484.2008年9月9日(火) 日本は実は核不拡散には反対なのだ。

 原子力核問題に対する考え方は、各国によってまちまちだが、そのひとつの姿を示した行動は、6日ウィーンで開かれた原子力供給国グループ(NSG)臨時総会で出された結論である。アメリカとインドの原子力協定をめぐり、核不拡散条約(NPT)未加盟のインドを例外扱いし、原子力関連の対印輸出を解禁することを全会一致で承認したのである。自国の利益に固執するアメリカの、というよりブッシュ大統領任期中の米印協定発効を目指すアメリカの主張が通り、インドが1974年の核実験を機に30年以上続いた禁輸措置は解除されることになり、NPT体制の基盤が揺らぐ懸念が出てきた。

 アメリカが主張すれば何でも道理として通る。
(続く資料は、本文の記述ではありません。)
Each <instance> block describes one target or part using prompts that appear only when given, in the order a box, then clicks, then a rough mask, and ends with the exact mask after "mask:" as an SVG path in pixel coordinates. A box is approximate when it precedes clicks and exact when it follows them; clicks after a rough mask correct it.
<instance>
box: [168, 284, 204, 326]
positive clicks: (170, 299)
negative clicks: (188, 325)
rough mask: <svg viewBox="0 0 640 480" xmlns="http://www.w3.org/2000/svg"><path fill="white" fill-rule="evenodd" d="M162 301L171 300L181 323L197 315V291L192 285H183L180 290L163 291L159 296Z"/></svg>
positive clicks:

アメリカは「インドを不拡散条約体制に取り込むことになり、NPT強化につながる」と言っているが、核問題でインドが背を向けることを恐れたアメリカが自国のビジネスを有利にするためにも、猫騙しの手を打ったとしか思えない。対印輸出を目指すNSG加盟国のアメリカ、イギリス、フランス、ロシアなどが積極的な姿勢をとるのは、それらの国々も明らかに自国の経済的利益を有利に勝ち得たいからで、インドが核不拡散条約(NPT)に未加盟なまま核開発、核兵器保有を続け、核燃料や原子炉などを輸入できるようにするのは、原子力の平和利用というNPTの理念に反する。これではパキスタンも同じような扱いを求める可能性がある。

 各国の核問題への取り組みはそれぞれ思惑があるようだが、それにも増して驚いたのは、これまで核軍縮・不拡散をテーゼとして推進してきた日本が、この期に及んで米印協定に理解を示したことである。なぜだ? 日本よ、お前もか? と聞きたい。日本国民のひとりとして、国策を国民に知らせる暇もなく寝返った理由を聞きたい。日本は原子力開発、核問題については絶対反対の立場をとっていると理解していた。これではいずれは核を拡散させる協定に関わろうとの腹があると見られても仕方があるまい。この種の協定や、条約には絶対反対の立場を取るべき筈の日本が、アメリカの言うことなら何でもお追従をしている構図があまりにも情けない。よしんば将来のビジネスチャンスだとしても、これまで世界へ向かって核廃絶を声高に叫んできたのが、日本の立場だったのではないだろうか。日本は、核ビジネスなんか考えず、核爆弾を投下したアメリカに対して、この協定には何が何でも賛成できないことを、筋を通して説得すべきなのに、唯々諾々としてアメリカに従っていることが恥ずかしい。外務省がそういう判断を下して、総会中に国民には詳細を一切伝えずアメリカに歩み寄ってアメリカに賛意を示したのは、国民に対する裏切り行為ではないのか。また日本のうそつき外交が始まった。これでは良識的な国々から信頼されなくなってしまうのではないか。

 それにしてもこんな大事なニュースをごく一部の新聞を除くと、テレビでもほとんど報道しないのは、どういうことだろうか。マス・メディアが完全に政府に丸め込まれている。真実を伝えるべきマス・メディアが責任を放棄している。面倒で地味な取材は避けるいつもながらのマス・メディアの習癖である。なぜ唯一の被爆国としての辛い立場を背に、堂々原爆投下国アメリカにここは譲れないという骨太な論理展開ができなかったのかと思うと情けない。いつもながらのノー外交官、ノー外務省、ノー外交である。